V-Blaze and V-Cloud Online Help

V‑Blaze version 7.3.0-1 (December 2021)

New Features and Improvements

  1. Made several improvements and bug fixes to diarization, including:

    1. Changed the way diarization is processed, which allows for the use of music detection.

    2. Added a new clusterer that significantly improves accuracy without sacrificing performance.

    3. Added diarization scoring to the JSON output, as described in Top-level Elements. Refer to Adjusting for Different Types of Input for more information on how to use the diarization parameter.

    4. Fixed a bug that caused loss of speaker state every 5 minutes.

  2. Added music detection that uses an acoustic-based classification model. When music=true, each utterance is scored from -1 to 1 specifying the probability that music or other high energy non-speech events were detected. Utterances classified as music are skipped and not decoded. Music detection can be tuned using various parameters as described in Music .

  3. Added agent identification to both single and multi-channel transcription requests.
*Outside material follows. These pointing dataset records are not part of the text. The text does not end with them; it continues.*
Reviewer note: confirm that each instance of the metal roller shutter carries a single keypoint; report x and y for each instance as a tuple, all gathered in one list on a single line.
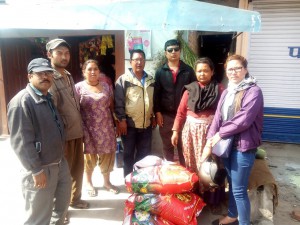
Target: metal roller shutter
[(274, 59)]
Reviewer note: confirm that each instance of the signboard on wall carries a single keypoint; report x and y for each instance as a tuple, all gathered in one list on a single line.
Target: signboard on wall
[(138, 39)]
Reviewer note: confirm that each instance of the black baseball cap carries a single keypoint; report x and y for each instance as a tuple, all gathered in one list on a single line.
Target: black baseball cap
[(55, 43)]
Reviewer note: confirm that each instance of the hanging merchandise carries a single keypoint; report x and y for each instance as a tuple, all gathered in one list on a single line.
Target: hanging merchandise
[(95, 47)]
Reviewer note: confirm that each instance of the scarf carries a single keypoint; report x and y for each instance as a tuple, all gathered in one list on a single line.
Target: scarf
[(202, 98), (232, 90)]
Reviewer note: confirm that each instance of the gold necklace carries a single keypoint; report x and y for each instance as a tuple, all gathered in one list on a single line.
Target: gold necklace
[(92, 84)]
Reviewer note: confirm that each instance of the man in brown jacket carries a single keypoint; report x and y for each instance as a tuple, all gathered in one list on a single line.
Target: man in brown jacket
[(67, 103)]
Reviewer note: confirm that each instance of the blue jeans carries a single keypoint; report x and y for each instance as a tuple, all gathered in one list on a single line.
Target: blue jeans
[(137, 145), (238, 167)]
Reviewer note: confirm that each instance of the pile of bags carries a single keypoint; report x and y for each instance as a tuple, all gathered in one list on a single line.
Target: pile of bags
[(161, 194)]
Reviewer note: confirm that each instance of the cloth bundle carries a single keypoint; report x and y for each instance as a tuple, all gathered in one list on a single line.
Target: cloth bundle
[(161, 194)]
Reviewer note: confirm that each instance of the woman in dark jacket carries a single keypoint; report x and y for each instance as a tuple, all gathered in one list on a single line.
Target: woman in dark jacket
[(239, 114)]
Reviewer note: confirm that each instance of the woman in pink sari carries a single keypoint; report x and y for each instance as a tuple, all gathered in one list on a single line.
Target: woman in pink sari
[(96, 107)]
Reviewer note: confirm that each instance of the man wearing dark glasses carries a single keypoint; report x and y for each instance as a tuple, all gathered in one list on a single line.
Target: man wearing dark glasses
[(169, 81), (37, 136)]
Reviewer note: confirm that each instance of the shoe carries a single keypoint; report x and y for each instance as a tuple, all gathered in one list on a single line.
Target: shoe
[(92, 192), (67, 219), (80, 204), (112, 189), (217, 222)]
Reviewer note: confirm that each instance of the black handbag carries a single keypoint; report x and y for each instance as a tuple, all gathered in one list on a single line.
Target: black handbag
[(223, 147)]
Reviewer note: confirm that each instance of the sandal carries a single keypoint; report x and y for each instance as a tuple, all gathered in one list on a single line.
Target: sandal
[(92, 192), (66, 220), (80, 204), (112, 189)]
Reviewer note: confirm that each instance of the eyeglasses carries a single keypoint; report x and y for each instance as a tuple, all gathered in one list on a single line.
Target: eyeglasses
[(44, 73), (170, 50), (138, 60), (235, 69)]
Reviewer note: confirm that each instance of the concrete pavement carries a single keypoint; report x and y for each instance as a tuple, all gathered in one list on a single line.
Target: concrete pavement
[(107, 208)]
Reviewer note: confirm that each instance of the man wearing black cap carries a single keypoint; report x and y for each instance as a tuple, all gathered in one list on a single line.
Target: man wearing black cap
[(67, 102), (169, 81), (37, 137)]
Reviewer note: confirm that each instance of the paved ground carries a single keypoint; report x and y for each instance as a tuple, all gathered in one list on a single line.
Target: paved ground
[(107, 208)]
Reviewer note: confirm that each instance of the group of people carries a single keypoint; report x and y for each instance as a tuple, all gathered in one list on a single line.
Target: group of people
[(61, 130)]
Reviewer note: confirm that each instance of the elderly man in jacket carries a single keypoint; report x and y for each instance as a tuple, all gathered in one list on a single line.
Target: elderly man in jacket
[(134, 110), (37, 137)]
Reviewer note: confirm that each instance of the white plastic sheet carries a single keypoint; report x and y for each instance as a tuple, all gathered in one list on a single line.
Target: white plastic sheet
[(129, 15)]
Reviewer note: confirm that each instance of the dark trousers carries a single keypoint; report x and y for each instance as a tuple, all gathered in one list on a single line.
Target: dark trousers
[(166, 134), (137, 145)]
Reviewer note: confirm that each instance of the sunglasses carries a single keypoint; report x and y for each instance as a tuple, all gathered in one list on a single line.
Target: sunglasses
[(170, 50)]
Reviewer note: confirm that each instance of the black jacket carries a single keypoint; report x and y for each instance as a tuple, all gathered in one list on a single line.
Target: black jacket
[(167, 95)]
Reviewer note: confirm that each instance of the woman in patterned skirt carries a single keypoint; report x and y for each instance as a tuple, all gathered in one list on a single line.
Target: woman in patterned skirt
[(194, 116), (96, 106)]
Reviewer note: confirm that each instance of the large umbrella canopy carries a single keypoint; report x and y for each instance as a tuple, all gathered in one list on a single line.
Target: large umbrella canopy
[(129, 15)]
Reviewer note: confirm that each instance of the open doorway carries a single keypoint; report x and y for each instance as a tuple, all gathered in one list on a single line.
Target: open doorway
[(216, 46)]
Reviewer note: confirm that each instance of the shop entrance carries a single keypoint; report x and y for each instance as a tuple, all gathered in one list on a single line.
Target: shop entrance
[(216, 46)]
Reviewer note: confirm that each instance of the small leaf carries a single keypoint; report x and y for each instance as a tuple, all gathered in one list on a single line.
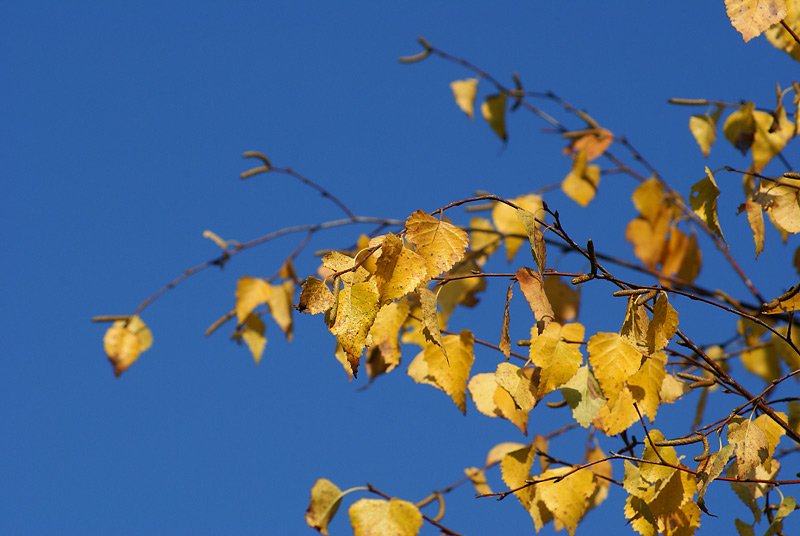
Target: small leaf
[(377, 517), (752, 17), (464, 92), (325, 500), (494, 111)]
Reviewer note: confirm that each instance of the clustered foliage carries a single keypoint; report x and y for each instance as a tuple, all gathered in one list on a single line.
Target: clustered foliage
[(401, 287)]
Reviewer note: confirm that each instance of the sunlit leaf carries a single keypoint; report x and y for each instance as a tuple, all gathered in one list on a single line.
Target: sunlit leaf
[(464, 92), (378, 517), (752, 17)]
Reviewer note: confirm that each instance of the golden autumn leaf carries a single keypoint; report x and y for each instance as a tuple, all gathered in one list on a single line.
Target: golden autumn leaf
[(557, 351), (771, 136), (250, 293), (613, 360), (325, 500), (384, 338), (316, 297), (752, 17), (519, 383), (439, 243), (124, 341), (664, 324), (494, 111), (378, 517), (533, 288), (645, 385), (703, 200), (740, 128), (431, 367), (356, 311), (581, 183), (704, 129), (464, 92), (253, 334), (398, 270), (508, 223), (567, 498), (780, 38)]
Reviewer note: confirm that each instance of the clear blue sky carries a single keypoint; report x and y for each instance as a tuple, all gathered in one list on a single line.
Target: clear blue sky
[(122, 133)]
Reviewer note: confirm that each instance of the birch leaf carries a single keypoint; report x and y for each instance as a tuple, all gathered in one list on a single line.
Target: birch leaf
[(464, 92), (441, 244)]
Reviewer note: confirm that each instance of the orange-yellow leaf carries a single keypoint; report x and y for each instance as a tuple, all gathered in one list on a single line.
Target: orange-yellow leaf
[(508, 223), (464, 92), (356, 311), (448, 374), (250, 293), (253, 335), (316, 297), (377, 517), (753, 17), (124, 341), (325, 500), (494, 111), (441, 244), (703, 199), (533, 288), (566, 498), (613, 360), (557, 351), (581, 183)]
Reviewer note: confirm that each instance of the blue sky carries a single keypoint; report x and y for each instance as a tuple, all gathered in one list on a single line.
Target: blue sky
[(123, 129)]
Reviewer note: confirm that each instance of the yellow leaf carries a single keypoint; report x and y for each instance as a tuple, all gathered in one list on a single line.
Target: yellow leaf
[(430, 318), (384, 352), (494, 111), (740, 127), (664, 324), (618, 414), (564, 298), (464, 92), (441, 244), (780, 38), (755, 217), (377, 517), (581, 183), (703, 199), (771, 136), (506, 220), (704, 129), (478, 479), (557, 352), (752, 17), (535, 237), (431, 367), (325, 500), (253, 335), (594, 140), (356, 311), (339, 262), (482, 388), (483, 240), (280, 306), (124, 341), (250, 293), (613, 360), (316, 297), (515, 468), (533, 288), (519, 383), (645, 385), (566, 498), (398, 270)]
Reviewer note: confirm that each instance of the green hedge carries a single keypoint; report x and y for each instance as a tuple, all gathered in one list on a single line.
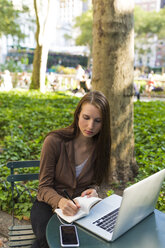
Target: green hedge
[(26, 117)]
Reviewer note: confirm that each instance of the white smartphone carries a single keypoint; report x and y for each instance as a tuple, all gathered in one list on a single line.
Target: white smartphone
[(69, 236)]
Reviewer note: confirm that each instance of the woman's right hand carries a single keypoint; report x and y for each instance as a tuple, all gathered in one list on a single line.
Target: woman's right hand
[(68, 207)]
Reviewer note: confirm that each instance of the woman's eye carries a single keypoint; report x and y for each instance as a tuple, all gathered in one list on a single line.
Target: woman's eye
[(86, 117), (98, 120)]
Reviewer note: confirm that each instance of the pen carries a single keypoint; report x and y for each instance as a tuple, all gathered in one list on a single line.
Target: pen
[(68, 196)]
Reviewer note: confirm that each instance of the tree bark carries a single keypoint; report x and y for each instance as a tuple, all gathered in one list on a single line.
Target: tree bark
[(113, 63), (45, 19)]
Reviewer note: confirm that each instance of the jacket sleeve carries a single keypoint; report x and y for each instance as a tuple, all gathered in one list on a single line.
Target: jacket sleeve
[(49, 157)]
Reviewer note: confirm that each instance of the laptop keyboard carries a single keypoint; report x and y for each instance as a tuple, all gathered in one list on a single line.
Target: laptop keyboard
[(107, 222)]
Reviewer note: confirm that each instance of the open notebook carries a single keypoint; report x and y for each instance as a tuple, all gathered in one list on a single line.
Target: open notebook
[(111, 217)]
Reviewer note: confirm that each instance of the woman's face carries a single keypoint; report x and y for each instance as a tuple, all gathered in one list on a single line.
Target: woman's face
[(90, 120)]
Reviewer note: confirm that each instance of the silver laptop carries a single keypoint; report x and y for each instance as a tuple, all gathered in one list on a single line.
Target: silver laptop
[(115, 215)]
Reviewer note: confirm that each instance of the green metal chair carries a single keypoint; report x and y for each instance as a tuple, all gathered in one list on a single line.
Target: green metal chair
[(21, 235)]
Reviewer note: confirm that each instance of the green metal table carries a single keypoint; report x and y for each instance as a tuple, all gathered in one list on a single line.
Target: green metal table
[(148, 233)]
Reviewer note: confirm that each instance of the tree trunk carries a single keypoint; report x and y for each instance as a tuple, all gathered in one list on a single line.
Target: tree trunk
[(45, 15), (113, 60)]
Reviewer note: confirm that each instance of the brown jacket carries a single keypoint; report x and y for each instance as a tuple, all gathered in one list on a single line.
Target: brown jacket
[(57, 171)]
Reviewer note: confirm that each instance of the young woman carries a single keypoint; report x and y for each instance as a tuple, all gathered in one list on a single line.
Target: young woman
[(75, 158)]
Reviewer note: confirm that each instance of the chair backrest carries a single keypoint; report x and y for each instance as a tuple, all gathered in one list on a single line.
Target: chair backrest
[(24, 176)]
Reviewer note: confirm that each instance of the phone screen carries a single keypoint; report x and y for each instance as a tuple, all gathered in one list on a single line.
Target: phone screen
[(69, 235)]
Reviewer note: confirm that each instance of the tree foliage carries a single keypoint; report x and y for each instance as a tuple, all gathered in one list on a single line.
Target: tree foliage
[(9, 19)]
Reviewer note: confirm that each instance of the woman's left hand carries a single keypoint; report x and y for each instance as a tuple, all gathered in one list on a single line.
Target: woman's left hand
[(89, 193)]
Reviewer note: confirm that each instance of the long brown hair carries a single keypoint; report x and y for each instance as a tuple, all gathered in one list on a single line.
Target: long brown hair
[(102, 139)]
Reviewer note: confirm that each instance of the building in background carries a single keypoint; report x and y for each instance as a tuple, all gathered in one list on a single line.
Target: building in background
[(153, 54), (63, 33)]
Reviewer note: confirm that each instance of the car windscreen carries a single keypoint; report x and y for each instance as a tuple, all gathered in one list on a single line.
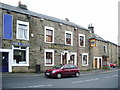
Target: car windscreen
[(58, 66)]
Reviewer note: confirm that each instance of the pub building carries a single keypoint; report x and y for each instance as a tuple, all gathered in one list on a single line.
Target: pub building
[(33, 42)]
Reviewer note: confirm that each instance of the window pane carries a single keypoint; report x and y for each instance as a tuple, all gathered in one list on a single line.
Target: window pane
[(22, 31), (81, 40), (48, 57), (20, 56), (49, 38), (49, 32), (49, 35), (68, 38), (85, 59)]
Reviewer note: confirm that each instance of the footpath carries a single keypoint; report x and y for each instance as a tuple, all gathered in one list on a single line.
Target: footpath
[(82, 73)]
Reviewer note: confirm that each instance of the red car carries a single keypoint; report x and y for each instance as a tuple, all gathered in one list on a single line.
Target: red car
[(60, 71)]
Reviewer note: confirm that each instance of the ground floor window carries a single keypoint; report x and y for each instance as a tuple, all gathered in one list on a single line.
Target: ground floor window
[(85, 59), (20, 56), (49, 57)]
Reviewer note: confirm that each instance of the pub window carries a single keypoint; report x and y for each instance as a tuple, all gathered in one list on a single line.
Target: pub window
[(49, 57), (22, 30), (68, 38), (20, 56), (49, 34), (85, 59), (81, 40)]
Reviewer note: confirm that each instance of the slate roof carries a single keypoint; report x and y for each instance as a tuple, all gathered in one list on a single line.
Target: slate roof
[(27, 12)]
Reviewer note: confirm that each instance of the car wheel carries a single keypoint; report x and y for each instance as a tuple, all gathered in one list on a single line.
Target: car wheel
[(59, 75), (77, 74)]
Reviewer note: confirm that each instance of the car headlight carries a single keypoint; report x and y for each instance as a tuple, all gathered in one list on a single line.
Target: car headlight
[(53, 71)]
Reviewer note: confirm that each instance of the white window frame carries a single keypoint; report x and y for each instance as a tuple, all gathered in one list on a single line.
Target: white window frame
[(51, 28), (84, 40), (82, 59), (24, 23), (71, 37), (27, 56), (48, 50)]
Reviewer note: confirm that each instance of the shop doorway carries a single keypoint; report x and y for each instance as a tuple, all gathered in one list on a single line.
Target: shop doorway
[(5, 59), (68, 58), (97, 63)]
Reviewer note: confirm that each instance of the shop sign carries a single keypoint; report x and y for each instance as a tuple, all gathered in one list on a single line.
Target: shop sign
[(92, 42), (58, 46), (20, 44)]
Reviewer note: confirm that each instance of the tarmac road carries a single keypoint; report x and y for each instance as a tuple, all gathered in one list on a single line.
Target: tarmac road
[(91, 79)]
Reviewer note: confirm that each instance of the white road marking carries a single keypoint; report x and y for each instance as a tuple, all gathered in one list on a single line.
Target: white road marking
[(35, 86), (111, 76), (86, 80)]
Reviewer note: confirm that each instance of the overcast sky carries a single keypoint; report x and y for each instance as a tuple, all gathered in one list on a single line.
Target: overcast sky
[(103, 14)]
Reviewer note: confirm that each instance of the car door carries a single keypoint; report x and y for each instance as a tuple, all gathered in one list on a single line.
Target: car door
[(72, 69), (66, 70)]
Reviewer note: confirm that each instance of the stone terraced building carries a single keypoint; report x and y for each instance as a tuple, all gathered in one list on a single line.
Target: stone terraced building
[(33, 42)]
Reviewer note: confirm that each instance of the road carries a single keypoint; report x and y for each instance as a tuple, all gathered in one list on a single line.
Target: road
[(102, 80)]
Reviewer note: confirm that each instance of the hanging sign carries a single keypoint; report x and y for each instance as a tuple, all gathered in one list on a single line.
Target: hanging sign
[(92, 42)]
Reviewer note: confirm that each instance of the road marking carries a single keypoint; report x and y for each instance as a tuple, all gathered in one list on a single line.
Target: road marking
[(35, 86), (111, 76), (86, 80)]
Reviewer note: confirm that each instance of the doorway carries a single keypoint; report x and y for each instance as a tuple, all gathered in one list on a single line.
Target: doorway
[(5, 59), (68, 57), (97, 63)]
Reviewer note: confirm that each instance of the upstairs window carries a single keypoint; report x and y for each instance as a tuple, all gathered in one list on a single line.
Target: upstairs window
[(49, 34), (81, 40), (68, 38), (22, 30)]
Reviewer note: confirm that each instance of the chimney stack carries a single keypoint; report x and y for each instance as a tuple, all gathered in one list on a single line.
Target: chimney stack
[(91, 28), (22, 6)]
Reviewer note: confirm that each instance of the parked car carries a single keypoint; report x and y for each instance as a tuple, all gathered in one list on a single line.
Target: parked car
[(60, 71), (112, 65)]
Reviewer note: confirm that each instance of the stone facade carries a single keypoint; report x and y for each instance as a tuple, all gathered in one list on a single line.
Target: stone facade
[(37, 48)]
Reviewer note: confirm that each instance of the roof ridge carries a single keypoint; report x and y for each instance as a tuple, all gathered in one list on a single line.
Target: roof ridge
[(32, 13)]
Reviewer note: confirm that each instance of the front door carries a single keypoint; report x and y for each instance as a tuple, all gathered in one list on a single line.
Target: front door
[(64, 58), (5, 61), (95, 62)]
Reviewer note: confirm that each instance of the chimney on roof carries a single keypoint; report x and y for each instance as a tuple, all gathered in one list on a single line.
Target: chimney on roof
[(91, 28), (22, 6)]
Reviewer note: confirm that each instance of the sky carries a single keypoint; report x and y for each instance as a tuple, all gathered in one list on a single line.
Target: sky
[(103, 14)]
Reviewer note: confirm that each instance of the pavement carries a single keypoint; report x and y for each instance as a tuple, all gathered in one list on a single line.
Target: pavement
[(82, 73)]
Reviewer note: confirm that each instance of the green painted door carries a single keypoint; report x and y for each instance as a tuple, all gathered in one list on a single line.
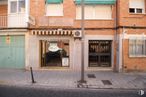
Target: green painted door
[(12, 52)]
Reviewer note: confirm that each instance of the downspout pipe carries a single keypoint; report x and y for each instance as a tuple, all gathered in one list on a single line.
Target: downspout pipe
[(116, 38)]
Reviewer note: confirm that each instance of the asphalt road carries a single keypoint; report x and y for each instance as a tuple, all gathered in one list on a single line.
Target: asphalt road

Setting agentid=true identifies which speaker is the agent by a score of -1 to 1 with positive results indicating the agent and negative results indicating the client. Refer to Output Options for details on how to enable agentid. Refer to Top-level Elements for information on how to interpret agentscore in the transcription results.

  4. Improvements to emotion classification, including:

    1. Refined the way a call is split for trending analysis by comparing the first 90% with the last 10% of the call rather than splitting the call 50% to 50%.

    2. Changed top-level emotion classification from Mostly Positive, Positive, Neutral, Negative, or Mostly Negative to Positive, Negative, Neutral, Improving, Worsening.

    3. Added top-level and per-channel trends to the JSON output as described in Top-level Elements.

    4. Fixed an issue where utterance sentiment was overwritten and not reported.

  5. Added additional text and channel information to JSON output. Text-based metrics present top-level and per-channel information that includes:

    1. Speaker turns count, total of number of words spoken in the transcribed audio file, and the amount of silence detected. Refer to the The textinfo Object for more information.

    2. Updated overtalk calculation based on overlap of words. Refer to the The textinfo Object for more information.

    3. The chaninfo field appears only for stereo or diarized audio. It contains one object for each audio channel. Each channel object may contain textinfo, musicinfo, agentscore, and emotion depending on audio attributes and the stream tags specified with the request. Refer to chaninfo in the Top-level Elements topic for more information.

  6. Improvements to number translation, including:

    1. Added concatenation of double/triple replacements.

    2. Added compass directions to address logic.

    3. Added support for more time patterns.

    Refer to numtrans for more information on these changes.

  7. Multiple improvements to the text processing modules, including:

    1. No longer allow negative timespans from out-of-order backrefs.

    2. Multiple word replacement backrefs with attached text now result in duplicated text attached to the associated word.

    3. Fixes to capitalization logic to handle Unicode characters correctly.